In some cases, these aggressive or repetitive behaviors serve a clear function with regard to social consequences. The SIB may function as a means to avoid a task, gain attention or communicate frustration. If it is behavioral in this regard, providers and caregivers need to look at our own responses to the child. Are we inadvertently reinforcing the behavior by responding to it? Are we allowing it to be an effective means to an end? We need to consider the power of our own responses in perpetuating these behaviors.
Sheldon H. Wagner, PhD, warns, "the source of the behavior is not always what sustains the behavior." Even if the cause is organic, our own social-emotional response still needs to be considered. When our response is to calm, soothe and nurture the child during an episode of SIB, we are creating an environment that serves to increase the likelihood of the behavior occurring again.

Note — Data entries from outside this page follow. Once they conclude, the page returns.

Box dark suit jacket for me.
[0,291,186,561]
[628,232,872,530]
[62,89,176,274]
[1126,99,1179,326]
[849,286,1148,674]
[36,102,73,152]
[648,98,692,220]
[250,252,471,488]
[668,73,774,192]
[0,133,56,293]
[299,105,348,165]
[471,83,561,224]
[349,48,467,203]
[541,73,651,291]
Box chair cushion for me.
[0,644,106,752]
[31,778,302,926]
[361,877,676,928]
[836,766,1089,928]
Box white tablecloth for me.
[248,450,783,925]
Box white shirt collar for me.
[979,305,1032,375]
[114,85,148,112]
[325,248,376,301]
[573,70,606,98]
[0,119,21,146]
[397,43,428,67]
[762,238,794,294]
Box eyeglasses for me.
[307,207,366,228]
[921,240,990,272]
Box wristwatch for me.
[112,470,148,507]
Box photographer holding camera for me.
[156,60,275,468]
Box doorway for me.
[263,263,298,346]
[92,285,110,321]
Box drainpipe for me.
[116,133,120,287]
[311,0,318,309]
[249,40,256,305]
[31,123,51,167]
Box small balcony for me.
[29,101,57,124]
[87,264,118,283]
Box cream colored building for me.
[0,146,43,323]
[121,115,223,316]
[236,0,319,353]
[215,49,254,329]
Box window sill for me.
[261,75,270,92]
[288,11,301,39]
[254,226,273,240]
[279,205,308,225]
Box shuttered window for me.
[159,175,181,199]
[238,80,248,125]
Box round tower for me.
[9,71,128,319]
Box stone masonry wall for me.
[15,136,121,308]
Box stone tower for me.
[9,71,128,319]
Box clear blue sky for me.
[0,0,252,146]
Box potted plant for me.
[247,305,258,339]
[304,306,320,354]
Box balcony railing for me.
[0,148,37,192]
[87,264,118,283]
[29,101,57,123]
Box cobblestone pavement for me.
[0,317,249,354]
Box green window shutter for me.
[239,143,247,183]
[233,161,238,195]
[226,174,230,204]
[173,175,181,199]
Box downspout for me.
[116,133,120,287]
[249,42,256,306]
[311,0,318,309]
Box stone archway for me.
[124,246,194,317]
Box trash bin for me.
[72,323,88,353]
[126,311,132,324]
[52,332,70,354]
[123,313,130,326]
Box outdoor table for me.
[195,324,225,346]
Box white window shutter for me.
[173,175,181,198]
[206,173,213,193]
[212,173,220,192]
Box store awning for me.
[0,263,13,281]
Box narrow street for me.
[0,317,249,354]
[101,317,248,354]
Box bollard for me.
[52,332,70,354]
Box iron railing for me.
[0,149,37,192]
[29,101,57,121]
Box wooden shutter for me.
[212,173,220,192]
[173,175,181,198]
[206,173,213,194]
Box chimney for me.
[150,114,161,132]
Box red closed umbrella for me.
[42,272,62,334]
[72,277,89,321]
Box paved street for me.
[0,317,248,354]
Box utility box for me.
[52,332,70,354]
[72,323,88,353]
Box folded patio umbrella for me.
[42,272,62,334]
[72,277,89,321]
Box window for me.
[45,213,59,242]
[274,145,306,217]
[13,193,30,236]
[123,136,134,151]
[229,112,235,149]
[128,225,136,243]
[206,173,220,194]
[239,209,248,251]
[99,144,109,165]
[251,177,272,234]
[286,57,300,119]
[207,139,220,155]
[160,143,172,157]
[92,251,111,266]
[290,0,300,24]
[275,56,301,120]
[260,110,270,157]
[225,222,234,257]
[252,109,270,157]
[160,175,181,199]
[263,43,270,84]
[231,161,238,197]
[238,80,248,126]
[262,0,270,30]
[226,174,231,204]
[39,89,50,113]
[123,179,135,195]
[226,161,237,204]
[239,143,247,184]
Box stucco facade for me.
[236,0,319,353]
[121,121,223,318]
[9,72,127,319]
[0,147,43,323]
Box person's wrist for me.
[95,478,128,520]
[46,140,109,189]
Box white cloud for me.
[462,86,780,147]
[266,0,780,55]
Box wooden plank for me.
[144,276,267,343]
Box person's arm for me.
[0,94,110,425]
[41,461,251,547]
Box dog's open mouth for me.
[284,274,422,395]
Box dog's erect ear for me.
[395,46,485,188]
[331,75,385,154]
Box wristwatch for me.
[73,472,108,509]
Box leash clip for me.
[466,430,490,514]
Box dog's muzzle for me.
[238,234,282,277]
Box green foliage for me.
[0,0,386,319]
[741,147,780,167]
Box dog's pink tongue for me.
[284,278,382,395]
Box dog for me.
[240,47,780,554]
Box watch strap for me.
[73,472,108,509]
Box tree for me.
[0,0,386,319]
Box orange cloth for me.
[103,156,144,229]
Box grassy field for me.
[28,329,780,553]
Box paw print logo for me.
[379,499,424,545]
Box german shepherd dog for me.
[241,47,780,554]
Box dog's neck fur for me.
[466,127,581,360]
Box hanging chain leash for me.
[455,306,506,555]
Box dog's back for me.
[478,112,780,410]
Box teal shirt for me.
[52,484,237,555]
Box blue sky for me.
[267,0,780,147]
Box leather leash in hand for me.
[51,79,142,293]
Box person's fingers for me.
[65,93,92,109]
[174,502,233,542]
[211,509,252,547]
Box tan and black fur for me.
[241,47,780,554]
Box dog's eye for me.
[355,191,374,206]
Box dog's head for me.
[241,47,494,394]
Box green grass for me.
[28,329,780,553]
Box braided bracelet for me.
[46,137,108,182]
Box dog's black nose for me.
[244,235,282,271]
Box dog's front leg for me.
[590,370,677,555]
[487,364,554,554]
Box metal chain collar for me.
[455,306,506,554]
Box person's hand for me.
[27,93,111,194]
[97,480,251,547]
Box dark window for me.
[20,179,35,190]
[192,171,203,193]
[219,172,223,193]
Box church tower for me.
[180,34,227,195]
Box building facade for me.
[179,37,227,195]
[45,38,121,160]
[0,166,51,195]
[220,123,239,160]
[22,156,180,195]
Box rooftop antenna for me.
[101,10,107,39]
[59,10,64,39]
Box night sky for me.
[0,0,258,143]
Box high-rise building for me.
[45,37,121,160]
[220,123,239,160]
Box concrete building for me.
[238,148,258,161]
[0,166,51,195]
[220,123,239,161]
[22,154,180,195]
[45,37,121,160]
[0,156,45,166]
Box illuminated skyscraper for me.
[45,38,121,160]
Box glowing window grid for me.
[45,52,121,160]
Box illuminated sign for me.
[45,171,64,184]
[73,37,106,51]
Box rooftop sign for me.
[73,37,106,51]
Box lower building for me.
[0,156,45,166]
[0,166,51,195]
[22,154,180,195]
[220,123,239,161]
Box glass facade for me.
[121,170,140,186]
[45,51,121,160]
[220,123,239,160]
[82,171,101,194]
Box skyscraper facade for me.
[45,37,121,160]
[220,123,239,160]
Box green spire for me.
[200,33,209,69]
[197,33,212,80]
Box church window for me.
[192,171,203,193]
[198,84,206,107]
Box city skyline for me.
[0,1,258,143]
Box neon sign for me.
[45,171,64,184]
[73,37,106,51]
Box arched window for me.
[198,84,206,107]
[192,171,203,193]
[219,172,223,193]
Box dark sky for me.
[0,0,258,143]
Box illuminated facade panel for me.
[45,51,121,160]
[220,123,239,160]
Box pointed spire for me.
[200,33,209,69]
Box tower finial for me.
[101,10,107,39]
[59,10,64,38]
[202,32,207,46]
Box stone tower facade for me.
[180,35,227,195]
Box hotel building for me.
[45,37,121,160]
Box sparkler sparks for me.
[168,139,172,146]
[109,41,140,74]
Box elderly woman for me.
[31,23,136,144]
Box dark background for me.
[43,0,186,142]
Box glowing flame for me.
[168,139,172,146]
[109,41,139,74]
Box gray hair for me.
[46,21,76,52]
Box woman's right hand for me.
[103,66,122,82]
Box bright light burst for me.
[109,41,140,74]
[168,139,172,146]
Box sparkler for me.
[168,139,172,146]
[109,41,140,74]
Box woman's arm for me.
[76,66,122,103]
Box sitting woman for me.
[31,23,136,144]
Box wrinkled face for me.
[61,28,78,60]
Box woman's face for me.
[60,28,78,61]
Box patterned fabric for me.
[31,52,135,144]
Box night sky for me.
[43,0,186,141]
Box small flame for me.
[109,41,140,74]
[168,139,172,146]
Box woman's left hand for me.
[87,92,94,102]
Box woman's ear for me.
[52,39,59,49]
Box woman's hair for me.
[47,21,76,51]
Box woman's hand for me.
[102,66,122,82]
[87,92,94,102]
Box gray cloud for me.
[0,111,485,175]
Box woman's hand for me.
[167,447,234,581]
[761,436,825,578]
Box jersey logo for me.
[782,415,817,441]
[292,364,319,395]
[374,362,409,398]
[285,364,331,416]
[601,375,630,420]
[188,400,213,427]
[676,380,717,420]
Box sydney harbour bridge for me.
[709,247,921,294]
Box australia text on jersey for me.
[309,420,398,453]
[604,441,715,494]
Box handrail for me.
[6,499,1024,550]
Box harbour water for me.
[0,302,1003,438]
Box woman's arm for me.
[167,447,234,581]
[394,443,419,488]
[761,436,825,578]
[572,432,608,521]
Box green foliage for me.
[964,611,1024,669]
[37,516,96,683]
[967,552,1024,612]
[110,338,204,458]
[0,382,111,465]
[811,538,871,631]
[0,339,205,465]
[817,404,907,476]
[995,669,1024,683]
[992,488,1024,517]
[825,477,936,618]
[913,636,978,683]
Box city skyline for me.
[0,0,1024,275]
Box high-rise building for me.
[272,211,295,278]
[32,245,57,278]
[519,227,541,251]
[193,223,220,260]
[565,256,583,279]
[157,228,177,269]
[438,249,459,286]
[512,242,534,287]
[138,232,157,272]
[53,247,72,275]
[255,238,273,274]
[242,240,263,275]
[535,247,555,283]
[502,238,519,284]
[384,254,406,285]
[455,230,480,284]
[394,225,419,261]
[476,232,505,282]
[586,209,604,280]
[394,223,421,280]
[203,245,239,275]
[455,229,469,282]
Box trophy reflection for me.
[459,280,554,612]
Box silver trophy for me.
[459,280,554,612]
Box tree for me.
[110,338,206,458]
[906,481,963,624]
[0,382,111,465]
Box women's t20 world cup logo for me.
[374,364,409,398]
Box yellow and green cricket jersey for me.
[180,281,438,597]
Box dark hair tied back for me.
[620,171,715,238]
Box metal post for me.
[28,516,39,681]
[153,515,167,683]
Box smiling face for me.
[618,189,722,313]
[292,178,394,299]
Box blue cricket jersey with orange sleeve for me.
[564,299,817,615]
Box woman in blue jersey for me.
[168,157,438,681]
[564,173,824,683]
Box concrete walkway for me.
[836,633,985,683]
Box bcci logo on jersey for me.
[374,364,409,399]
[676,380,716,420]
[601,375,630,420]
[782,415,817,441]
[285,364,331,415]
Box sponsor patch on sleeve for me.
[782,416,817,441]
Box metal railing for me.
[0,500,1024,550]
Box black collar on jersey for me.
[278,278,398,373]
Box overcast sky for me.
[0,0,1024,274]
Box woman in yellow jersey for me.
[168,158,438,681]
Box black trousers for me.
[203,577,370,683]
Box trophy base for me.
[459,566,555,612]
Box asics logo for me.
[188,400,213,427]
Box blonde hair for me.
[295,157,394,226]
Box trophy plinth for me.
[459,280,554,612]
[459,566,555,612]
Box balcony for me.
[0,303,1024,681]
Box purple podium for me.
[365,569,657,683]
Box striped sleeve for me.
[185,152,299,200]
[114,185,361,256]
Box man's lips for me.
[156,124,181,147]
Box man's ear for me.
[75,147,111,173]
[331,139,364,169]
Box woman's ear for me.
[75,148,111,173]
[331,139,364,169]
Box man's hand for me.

Wagner refers to this as "contaminated reinforcement," and suggests we need to remove the psychological and emotional reinforcement that often comes with our attempt to protect the child. We should, he argues, avoid offering social interaction and our responses should be somewhat "robotic," with the sole intent of preventing bodily harm or injury. If there is a physiological source to the SIB, a behavioral approach like this may not be sufficient; however it will prevent us from creating an environment that inadvertently sustains the behavior over time.
"I'm trying to tell you something!"
In some instances, self-injurious behaviors may be due to a communication breakdown. Children with autism often have difficulty expressing their thoughts, wants, needs or ideas. They may over-rely on the familiar people in their lives to anticipate what they need or interpret what they want at any given time. This is a flawed system, however, for obvious reasons and often leads to frustration and aggravation when their needs are not adequately conveyed.
If a child does have an effective communication system (high-tech device, PECS book, etc.) it is critical to ensure its availability at all times, across all settings, and with all individuals. Furthermore, it is the responsibility of everyone in that child's life to respect those communication tools as that child's "voice" and to encourage them to be as independent as possible in communicating their wants and needs. It is not helpful to make assumptions without giving them the opportunity for autonomy.
We can sometimes limit frustration before it gets to the point of engaging in an SIB by honoring the child's choice to avoid or discontinue a task when the situation allows. Offering an alternative, modifying the task, or providing additional assistance to complete the task are simple strategies that can mitigate or prevent unnecessary frustration.
Jennifer L. Stornelli, MOT, OTR/L, has been practicing as a pediatric occupational therapist in the Boston area for the past 9 years. She is currently employed at Spaulding Outpatient Center for Children at the Lurie Center in Lexington, MA.